ABD güvenilir bir müttefik mi?

“Bürokratik oligarşi ile her ülkenin başı dertte. Halkın siyasal tercihine saygı duymayan atanmışlar, daima ülkelerinin başına bela oluyorlar. Fakat ABD’nin başındaki sorun ne zamanla, ne siyasetle çözülebilecek gibi değil. Trump, sızıntıları önlemek için yeni tedbirler alıyor; ama atanmışlar her gün yeni bir açık buluyorlar.”

*****

Hakkı ÖCAL

Senaryoyu gözünüzün önüne getirin: ABD Başkanı, ülkenizin cumhurbaşkanı olarak sizi arıyor; siz de ona kendi seçmeninizin de, komşu ülke liderlerinin de, dostların da, düşmanların da duymasını istemeyeceğiniz şeyler söylüyorsunuz. Sonuçta karşınızdaki kişi koca ABD’nin koca başkanı. Hele bu başkan, biraz menteşeleri gevşek bir kişi olduğu için, belki adamın suyuna gitmek için tavizkâr konuşuyorsunuz; belki biraz alttan alıyorsunuz, belki ülkenizin sırrı niteliğinde bilgiler veriyorsunuz…

İki hafta sonra, “Washington Post” gazetesinde, adamın size söylediklerini, sizin adama söylediklerinizi, kelimesi kelimesine, tutanak halinde okuyorsunuz. Rezaleti düşünebilir misiniz? “Olmaz öyle şey!” demeyin; oldu bile. Eğer siz Meksika Cumhurbaşkanı veya Avustralya Başbakanı iseniz, şu anda ne dostun, ne düşmanın, hatta ailenizin yüzüne bakamaz haldesiniz. Neden? Çünkü Beyaz Saray’da veya ABD hükumetinin bir yerinde yeni başkandan nefret eden bir grup var ve bu grup, Başkan Donald Trump’ı rezil etmek, mahçup düşürmek, elinden siyaset seçeneklerini almak için ABD’nin bile rezil olmasına, siyaset seçeneklerini yitirmesine aldırmıyor.

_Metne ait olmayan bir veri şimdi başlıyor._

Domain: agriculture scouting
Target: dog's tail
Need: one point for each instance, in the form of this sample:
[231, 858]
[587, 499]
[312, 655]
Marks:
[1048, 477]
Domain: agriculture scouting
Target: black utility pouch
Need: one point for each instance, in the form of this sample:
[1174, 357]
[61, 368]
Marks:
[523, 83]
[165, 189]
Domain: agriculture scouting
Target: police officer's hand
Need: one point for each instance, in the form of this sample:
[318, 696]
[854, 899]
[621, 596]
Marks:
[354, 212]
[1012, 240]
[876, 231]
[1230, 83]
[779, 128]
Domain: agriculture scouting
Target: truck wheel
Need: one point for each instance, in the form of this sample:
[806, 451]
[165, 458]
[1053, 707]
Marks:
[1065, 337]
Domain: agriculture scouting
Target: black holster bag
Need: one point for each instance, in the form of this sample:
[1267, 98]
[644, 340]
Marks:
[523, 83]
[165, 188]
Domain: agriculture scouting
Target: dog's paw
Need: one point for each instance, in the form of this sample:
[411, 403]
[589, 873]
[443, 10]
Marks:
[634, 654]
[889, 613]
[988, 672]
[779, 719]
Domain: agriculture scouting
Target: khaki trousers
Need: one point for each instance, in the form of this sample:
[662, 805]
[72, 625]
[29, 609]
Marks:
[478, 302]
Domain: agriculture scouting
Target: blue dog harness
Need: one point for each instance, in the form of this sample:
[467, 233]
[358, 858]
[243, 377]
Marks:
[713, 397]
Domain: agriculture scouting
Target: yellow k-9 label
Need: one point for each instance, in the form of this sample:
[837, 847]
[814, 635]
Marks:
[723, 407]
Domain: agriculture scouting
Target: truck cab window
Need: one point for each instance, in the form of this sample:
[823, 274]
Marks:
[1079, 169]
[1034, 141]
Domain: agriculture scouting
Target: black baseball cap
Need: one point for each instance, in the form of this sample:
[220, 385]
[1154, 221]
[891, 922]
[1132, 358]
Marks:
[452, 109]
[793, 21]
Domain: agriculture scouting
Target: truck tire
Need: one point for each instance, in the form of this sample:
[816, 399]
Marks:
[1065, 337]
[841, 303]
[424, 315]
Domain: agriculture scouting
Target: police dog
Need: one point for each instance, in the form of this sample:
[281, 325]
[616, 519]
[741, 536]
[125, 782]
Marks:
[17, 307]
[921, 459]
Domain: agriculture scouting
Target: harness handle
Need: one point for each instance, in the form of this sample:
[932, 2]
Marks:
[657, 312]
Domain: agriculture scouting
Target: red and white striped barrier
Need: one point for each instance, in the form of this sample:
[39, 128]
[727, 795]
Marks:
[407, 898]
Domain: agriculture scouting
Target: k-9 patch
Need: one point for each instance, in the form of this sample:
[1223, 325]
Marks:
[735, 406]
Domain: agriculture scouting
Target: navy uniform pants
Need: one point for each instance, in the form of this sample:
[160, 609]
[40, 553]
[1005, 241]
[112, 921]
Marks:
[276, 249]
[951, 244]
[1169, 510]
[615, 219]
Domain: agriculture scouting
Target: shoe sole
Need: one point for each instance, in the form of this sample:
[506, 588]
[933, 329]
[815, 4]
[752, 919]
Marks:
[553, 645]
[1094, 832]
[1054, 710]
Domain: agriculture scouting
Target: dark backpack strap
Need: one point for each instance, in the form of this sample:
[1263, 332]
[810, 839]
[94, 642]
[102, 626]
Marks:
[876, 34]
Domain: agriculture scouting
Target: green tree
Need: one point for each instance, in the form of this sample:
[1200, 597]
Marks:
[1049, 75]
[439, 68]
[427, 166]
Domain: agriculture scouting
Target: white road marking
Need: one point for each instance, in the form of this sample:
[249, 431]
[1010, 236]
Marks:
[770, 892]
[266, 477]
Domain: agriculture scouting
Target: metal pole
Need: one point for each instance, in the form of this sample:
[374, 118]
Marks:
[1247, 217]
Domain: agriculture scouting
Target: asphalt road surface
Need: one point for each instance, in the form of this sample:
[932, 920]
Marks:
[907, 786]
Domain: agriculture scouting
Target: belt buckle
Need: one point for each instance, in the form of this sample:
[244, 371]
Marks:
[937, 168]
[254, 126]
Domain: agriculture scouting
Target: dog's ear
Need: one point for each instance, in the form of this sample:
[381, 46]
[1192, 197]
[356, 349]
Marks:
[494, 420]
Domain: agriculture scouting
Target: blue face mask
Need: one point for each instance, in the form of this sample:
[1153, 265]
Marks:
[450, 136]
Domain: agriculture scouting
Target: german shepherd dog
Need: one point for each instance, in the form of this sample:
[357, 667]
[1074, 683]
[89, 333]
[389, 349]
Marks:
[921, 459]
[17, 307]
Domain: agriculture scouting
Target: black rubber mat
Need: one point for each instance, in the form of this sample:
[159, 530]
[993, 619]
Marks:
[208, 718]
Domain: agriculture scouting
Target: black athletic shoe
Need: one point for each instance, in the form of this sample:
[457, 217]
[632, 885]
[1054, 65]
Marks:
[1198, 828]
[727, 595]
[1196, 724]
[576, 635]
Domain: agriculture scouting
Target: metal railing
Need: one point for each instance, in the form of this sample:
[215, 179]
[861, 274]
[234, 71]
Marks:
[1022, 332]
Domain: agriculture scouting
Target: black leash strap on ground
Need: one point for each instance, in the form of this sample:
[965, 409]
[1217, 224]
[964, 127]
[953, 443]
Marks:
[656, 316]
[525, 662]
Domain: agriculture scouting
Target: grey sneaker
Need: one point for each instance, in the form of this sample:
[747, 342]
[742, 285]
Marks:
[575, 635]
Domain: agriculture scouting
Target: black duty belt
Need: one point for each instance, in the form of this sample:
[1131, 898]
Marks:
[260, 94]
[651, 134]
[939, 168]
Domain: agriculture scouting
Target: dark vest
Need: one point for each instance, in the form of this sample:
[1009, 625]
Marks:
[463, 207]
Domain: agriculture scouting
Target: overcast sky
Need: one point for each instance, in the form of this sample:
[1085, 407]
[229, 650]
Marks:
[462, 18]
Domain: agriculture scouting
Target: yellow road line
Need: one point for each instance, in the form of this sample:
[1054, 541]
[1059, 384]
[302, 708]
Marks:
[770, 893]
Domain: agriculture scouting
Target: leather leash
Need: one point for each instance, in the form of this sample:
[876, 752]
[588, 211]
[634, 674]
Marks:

Devlet ve hükümet liderlerinin yabancı ülke liderleriyle yaptıkları görüşmeler ve toplantılar, hemen her ülkede ya banda alınır ya bir tutanak memuru tarafından dinlenerek kaydedilir. Sonra bu tutanak, ilgili bakanlıklara, istihbarat birimlerine ve elçiliklere gönderilir. Trump’ın Meksika Cumhurbaşkanı ve Avustralya Başbakanı ile konuşmasının metni, en az 20 makam ve merciin elinde olmalı.

Avustralya Başbakanı, ABD Başkanı’na Almanya’nın çok sayıda mülteci kabulünün hata olduğunu söylüyor. Üstüne ne vazife ise!.. Meksika lideriyse Trump’ın uyuşturucu tüccarlarıyla mücadelede yardımcı olacağı ifadesine ağzının suları akarak, teşekkür ediyor. Oysa bugüne kadar hep ABD’ye kafa tutan lider havasındaydı…

Şimdi siz, başka bir ülkenin lideri olsanız ve Trump ile telefonla konuşmanız veya baş başa bir toplantıda görüşmeniz gerekse, bugünden sonra bu temas sırasında ne kadar rahat olurdunuz? Fransa Cumhurbaşkanı geçen ay Trump’la yaptığı görüşmede Almanya hakkında neler söyledi, Allah bilir. Ya da Angela Merkel, İngiltere Başbakanı Theresa May’i kim bilir nasıl çekiştiriyor Trump’la görüşmelerinde. Türkiye konusunu hiç açmayalım.

Bu liderler şimdi nasıl titriyor olmalılar, bu temaslarının tutanakları yarın bir ABD gazetesinde yayınlanabilir diye.

ABD’nin Trump’la başına açılan bela için muhafazakar National Review dergisi “egregious” sıfatını kullanmış. “Kötülükte sınırı olmayan” gibi bir anlamı var bu kelimenin… Gerçekten de, ABD’nin içinde hem hükümet etme, hem de dışarıda diplomasi alanında çok yaman, pek büyük, devasa bir sorunu var ve bu sorunun adı Trump!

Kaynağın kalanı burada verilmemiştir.